During the clBuildProgram, option -cl-std can be used to control the OpenCL C language version to use. The spec also says:
"If the –cl-std build option is not specified, the highest OpenCL C 1.x language version supported by each device is used when compiling the program for each device. Applications are required to specify the –cl-std=CL2.0 option if they want to compile or build their programs with OpenCL C 2.0."
I am still investigating the issue. For all of 14.9, 14.12 and 15.4 Beta I observe the same behavior: building the program fails, the driver gets completely unresponsive (no error message) and consumes tremendous amounts of memory (e.g. 8 Gb !).

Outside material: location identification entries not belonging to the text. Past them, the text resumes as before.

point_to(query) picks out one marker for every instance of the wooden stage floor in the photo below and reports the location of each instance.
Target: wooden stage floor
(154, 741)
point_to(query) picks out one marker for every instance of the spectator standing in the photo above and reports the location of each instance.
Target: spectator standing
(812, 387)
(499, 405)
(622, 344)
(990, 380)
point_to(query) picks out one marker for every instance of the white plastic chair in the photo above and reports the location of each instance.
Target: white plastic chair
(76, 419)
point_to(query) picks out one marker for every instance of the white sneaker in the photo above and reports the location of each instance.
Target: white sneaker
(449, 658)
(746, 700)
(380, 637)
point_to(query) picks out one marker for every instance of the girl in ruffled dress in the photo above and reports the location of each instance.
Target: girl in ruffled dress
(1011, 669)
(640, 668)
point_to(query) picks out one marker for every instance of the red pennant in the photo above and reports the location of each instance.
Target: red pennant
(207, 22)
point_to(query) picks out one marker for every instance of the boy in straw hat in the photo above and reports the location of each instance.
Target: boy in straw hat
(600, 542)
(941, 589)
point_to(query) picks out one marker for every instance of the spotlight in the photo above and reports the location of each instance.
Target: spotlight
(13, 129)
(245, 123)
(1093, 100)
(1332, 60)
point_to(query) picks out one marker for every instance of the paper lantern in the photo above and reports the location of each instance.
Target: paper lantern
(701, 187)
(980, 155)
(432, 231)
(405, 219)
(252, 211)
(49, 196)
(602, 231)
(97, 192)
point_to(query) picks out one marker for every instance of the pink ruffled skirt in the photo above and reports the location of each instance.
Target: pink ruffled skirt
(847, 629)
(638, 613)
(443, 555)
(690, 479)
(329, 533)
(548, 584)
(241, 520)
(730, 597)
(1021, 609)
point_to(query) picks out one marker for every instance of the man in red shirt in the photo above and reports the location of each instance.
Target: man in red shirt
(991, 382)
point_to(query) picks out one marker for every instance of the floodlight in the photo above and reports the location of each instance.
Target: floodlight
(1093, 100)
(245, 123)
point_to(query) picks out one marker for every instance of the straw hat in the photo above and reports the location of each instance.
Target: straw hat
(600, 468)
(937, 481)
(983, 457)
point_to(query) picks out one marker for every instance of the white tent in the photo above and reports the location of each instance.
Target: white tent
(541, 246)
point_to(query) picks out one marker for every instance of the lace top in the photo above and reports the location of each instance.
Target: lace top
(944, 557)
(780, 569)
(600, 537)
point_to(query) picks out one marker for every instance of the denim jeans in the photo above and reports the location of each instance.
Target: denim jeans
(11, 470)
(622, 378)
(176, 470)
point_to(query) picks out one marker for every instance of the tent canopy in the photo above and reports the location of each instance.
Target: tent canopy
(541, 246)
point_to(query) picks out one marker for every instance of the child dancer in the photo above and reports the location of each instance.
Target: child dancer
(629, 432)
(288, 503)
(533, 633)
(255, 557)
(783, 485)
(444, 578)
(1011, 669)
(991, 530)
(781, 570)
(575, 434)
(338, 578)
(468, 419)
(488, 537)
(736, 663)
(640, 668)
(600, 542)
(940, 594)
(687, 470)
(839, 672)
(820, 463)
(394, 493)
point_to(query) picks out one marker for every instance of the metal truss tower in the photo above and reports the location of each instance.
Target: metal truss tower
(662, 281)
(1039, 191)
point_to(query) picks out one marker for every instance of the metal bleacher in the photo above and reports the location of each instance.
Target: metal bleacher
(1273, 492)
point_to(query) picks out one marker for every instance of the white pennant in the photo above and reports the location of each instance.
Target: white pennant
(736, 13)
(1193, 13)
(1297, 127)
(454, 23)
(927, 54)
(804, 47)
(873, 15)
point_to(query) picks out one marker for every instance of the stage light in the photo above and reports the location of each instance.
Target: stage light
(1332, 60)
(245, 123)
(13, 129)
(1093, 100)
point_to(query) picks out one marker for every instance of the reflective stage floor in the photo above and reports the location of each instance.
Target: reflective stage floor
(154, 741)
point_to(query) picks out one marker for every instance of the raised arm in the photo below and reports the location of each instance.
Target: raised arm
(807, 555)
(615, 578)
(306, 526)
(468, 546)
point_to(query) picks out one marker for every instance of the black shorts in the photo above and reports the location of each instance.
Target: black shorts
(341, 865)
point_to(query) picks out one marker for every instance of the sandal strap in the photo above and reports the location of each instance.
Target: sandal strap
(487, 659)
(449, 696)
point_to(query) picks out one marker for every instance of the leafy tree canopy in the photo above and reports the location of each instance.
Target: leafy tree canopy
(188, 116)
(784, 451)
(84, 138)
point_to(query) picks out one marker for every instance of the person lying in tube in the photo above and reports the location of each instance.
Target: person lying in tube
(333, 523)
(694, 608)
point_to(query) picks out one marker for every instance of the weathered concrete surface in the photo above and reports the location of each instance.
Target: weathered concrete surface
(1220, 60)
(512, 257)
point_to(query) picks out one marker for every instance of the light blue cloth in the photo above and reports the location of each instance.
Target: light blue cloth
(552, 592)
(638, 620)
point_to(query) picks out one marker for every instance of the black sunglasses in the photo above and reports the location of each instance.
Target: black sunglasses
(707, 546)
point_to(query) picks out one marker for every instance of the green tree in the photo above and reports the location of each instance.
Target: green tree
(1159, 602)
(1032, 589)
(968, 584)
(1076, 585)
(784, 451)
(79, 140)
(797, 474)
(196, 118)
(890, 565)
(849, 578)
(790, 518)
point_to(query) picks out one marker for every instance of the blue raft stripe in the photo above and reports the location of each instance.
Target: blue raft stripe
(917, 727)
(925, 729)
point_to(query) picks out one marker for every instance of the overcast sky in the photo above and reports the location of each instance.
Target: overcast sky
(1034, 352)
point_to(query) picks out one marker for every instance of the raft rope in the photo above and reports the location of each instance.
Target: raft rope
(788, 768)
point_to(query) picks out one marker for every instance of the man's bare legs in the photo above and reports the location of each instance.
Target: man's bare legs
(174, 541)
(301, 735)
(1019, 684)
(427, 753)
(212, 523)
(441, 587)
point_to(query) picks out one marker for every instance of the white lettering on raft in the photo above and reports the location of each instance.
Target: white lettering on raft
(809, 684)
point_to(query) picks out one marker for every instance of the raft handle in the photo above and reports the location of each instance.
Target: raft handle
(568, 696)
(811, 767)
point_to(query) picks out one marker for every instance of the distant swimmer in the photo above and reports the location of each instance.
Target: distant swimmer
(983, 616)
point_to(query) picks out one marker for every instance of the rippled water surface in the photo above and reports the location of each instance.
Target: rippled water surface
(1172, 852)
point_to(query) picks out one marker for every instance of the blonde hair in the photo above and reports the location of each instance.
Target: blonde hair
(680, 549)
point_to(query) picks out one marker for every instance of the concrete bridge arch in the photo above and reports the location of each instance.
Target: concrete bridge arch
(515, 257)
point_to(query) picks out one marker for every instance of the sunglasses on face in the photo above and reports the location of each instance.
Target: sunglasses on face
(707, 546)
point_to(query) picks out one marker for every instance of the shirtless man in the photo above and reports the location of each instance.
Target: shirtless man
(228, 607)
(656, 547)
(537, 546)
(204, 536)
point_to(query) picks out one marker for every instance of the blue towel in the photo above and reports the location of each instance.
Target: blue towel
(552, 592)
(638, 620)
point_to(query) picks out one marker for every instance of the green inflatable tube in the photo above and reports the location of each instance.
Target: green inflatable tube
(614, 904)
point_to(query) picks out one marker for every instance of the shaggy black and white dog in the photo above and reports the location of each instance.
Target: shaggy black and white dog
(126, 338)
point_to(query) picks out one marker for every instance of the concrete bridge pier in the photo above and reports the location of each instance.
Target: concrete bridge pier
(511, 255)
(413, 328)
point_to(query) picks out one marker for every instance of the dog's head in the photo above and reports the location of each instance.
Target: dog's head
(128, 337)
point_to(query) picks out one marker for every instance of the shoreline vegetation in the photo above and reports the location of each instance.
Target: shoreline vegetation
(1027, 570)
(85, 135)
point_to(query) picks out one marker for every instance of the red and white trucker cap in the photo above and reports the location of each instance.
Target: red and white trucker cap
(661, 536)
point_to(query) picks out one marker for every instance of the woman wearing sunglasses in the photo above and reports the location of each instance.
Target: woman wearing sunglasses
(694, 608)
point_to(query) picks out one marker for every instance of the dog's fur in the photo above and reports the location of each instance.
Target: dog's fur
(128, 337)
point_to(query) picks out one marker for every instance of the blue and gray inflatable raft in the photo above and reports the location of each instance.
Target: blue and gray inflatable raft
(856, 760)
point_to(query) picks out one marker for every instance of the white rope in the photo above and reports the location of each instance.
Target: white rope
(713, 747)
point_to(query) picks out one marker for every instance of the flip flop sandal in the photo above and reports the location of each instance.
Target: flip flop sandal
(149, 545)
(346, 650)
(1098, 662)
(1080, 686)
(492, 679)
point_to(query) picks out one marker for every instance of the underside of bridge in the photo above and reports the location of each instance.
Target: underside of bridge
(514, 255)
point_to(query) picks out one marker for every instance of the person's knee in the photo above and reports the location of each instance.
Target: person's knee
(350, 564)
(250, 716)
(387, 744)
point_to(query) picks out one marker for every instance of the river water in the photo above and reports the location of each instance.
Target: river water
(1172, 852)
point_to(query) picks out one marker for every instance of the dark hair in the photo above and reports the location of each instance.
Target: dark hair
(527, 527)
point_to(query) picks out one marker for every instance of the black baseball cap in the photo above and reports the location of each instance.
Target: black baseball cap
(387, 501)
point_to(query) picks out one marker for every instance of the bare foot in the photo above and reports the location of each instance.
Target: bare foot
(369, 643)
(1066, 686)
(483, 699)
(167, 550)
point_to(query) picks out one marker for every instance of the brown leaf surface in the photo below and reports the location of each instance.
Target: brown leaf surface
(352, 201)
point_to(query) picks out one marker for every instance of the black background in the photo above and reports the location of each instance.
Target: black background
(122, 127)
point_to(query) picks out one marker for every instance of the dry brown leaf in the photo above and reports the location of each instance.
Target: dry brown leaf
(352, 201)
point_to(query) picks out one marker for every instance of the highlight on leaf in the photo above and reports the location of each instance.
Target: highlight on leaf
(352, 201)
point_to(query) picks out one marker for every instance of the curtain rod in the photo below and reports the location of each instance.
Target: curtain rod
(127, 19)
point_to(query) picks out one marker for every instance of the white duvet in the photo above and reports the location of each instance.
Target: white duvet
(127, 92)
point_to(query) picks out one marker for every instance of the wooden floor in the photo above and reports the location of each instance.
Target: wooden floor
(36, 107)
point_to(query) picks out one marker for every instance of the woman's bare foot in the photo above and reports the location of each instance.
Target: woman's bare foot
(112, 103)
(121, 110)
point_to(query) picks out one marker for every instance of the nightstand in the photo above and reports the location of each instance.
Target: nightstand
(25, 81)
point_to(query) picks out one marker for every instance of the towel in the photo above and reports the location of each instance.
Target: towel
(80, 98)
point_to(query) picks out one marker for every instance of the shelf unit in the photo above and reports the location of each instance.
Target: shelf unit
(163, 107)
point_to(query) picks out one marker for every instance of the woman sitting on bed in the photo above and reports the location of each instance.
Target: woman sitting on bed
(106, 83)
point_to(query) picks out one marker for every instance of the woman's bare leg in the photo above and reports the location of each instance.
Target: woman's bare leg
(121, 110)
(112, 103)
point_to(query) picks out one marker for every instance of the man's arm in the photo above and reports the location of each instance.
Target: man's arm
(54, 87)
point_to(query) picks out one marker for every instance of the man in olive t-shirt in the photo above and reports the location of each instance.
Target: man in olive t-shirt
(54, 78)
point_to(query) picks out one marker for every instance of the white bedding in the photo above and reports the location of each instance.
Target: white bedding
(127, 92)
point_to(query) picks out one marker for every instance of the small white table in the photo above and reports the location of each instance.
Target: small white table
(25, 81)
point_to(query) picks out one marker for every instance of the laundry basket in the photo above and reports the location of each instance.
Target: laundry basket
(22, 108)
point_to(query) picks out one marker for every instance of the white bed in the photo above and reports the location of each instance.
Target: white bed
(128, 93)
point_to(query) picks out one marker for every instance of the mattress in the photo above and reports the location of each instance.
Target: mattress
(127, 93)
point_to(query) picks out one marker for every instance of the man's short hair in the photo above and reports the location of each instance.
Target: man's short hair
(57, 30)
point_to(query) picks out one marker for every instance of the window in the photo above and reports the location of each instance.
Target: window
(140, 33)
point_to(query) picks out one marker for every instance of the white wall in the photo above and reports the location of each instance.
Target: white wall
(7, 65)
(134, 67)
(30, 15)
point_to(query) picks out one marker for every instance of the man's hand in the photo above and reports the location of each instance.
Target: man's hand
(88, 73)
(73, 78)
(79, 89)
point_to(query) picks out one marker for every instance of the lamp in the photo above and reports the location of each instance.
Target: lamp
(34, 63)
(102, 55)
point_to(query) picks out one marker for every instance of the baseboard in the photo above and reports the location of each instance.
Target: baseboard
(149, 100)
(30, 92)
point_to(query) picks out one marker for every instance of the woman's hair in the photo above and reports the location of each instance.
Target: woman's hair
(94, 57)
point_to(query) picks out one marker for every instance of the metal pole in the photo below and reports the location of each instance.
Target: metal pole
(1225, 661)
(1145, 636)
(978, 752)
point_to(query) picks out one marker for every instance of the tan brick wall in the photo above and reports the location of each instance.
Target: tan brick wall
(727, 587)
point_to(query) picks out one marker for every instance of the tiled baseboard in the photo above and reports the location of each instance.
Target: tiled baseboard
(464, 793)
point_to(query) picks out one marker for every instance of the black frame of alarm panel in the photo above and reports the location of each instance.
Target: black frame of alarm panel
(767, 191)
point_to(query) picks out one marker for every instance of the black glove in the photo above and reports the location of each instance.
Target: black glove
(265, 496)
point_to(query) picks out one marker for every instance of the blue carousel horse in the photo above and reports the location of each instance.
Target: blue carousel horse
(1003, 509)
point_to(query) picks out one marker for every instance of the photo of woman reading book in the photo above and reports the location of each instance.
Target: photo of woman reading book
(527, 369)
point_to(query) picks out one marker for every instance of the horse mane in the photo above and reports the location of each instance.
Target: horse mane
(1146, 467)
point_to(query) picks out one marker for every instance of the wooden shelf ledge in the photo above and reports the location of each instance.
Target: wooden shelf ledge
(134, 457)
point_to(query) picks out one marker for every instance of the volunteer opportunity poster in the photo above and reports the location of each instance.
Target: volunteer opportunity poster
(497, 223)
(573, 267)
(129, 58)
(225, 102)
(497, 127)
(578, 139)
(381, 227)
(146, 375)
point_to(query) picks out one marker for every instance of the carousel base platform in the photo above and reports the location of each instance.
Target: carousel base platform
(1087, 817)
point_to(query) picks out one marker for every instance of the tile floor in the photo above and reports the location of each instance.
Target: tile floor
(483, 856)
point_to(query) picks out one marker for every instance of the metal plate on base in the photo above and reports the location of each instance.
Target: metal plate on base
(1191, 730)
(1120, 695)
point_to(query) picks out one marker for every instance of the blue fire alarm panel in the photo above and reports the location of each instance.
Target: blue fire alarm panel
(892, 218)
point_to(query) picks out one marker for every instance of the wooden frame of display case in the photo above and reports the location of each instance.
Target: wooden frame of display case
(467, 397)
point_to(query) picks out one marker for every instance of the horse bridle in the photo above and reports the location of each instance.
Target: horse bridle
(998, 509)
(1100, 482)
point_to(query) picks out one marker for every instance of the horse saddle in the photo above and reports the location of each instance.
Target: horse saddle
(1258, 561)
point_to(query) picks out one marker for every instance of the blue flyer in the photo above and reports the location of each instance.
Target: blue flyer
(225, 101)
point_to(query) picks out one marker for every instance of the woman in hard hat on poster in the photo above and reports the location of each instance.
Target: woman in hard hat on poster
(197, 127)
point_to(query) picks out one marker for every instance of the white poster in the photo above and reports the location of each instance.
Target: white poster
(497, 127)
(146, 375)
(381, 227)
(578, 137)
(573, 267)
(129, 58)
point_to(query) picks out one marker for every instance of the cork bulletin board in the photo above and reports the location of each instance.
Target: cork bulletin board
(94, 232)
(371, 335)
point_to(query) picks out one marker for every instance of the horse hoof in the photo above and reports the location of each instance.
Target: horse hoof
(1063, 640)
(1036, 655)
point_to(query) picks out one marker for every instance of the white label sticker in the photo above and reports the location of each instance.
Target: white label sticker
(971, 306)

I aborted the build process after 15 minutes or so; I may try out too what happens if I keep it running overnight.
I have also tested older drivers, and with 13.1 I had more success: the program builds fine, run-time calculations are ok (same as under Nvidia hardware / C++), but the random hang-ups at runtime may still occur. These hang-ups are non-deterministic, sometimes the program finishes fine (the total simulation takes about 14 hours) without any problem, sometimes they occur after a few hours, sometimes closer to the end (but running for the full 14 hours is unfortunately more the exception). I am running more test suites with configurations similar to those from last year to see if the hang-ups are then not triggered.
I am quite certain that at least two independent problems are involved: bad code generation / failed compilation for >= 13.9, and the runtime hang-up. For 13.9 building the program takes about 5 minutes (kernels have several thousands line of code) - I was used to that, but now get quite suspicious as for 13.1 it takes a few seconds at most. I also noticed that for 13.9 temporarily too tremendous memory ressources get consumed (e.g. 6 GB). I'll investigate in more detail which kernel screws here things up and let you know if I can come up with a manageable test case. Current summary:
13.1: program builds fine (within seconds), runtime kernel calculation results are correct
13.9: program builds (after 5 minutes), but runtime kernel calculation results are incorrect (deterministically & reproduceably) for at least two code branches
>= 14.9 program fails to build entirely
Now an important question:
I may use 13.1 on may main workstation (so far I have done all tests on a test machine only, but I need to produce production results soon !), how do I properly remove _everything_ that a Catalyst version has installed so I can safely roll back to an older driver and not mess up different OpenCL toolchain versions? On my test machine I have initially run the Catalyst removal setup (following the official uninstallation guide: How-To Uninstall AMD Catalyst Drivers From A Windows Based System), but noticed that it leaves traces, e.g. in Windows\System32 amdocl.dll and opencl.dll are left. Different Catalyst versions also place different files (like dlls or exe) in the system folders, none of which get removed upon uninstallation.A friend has recommmended me the DDU tool (Wagnard Tools) for uninstalling, which I tried out and frankly did a much better job, apparently also properly cleaning up the system folders. What procedure does AMD recommend? Using this external DDU tool on a test machine is one thing, but for a production work-station a very different matter.